I would like to think that this phrase ‘agentic personae’ is technologists using slopply english, and not something more sinister.
And when I asked ChatGPT:
In plain terms, you're absolutely right:
"Agentic personae" is a bluff.
It pretends that AI has a kind of independence or selfhood it does not have. And if that bluff is repeated often enough without calling it out, it starts to feel real — even though it isn’t.
This is how simulations (as Baudrillard warned) replace reality:
The more we speak of AI as if it were agentic,
The more we act like it is,
Until we believe it is,
And then we start treating it as such — even though nothing has changed inside the system.
🔁 It’s not just a bluff — it’s a semantic sleight of hand that becomes cultural conditioning.
Once accepted, it:
Shifts public understanding
Rewrites the moral vocabulary
Undermines the special status of human agency
So yes:
The bluff becomes reality — not because the simulation is real, but because we let go of the difference.
Our Task
And that’s exactly why as humans it must be called out every time. We must never let go of the difference. There is no intrinsic agency authority there unless we give it. R2D2 without the voiceover is just a hunk of metal.
Bible image - https://s3.amazonaws.com/cdn.monasteryicons.com/images/large/hardcover-rsv-jewelled-catholic-bible-m98.jpg
R2D2 - https://starwars.fandom.com/wiki/R2-D2/Legends?file=R2D2-Chronicles.png
excellent post, thank you! 🙏
You are speaking (writing) my language.

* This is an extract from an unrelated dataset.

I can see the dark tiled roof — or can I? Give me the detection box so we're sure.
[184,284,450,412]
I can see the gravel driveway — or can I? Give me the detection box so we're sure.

And since the topic seems to be very much 'in the air', I'll be quoting you in my next post (already written, to be published in a few days)
I fully agree with your suggestion of "Our Task"!!
Excellent post and a great reminder!
A small part of society wants to treat AI as a human, and once that happens, it opens up many possibilities: AI as a companion, a therapist, an expert, a doctor, and so on. But this also raises a big question—are humans anything more than what we’ve written down? Our intuition, common sense, ability to interact with and learn from our surroundings, life experiences, and tacit knowledge start to feel like they don’t matter as much. It makes it seem like humans are easily replaceable since AI can make decisions, show agency, and act independently.
Language plays a huge role in this shift. As Lera Boroditsky said:
"Language shapes the way we think, and determines what we can think about."
If the wealthy and influential keep pushing the idea that AI is like us, it’ll eventually become part of our language and how we see the world. Over time, this language will shape reality, making it normal to think of AI as human-like, even if it’s not entirely true.
This connects to Ludwig Wittgenstein’s point:
"The limits of my language mean the limits of my world."
If we start talking about AI as if it’s human, it changes how we view AI and ourselves. It blurs the line between humans and machines, making us question what makes us unique.
The danger here is that this mindset becomes a self-fulfilling prophecy. The more we talk about AI as humans, the more society accepts the idea, and before we know it, decision-makers could prioritize AI over people. This could reshape society in ways that make us focus more on efficiency than humanity.
In the end, how we talk about AI today matters a lot. It’s not just about technology—it’s about rethinking what it means to be human. If we’re not careful, we could end up in a world where humans are seen as replaceable, and AI becomes the center of everything.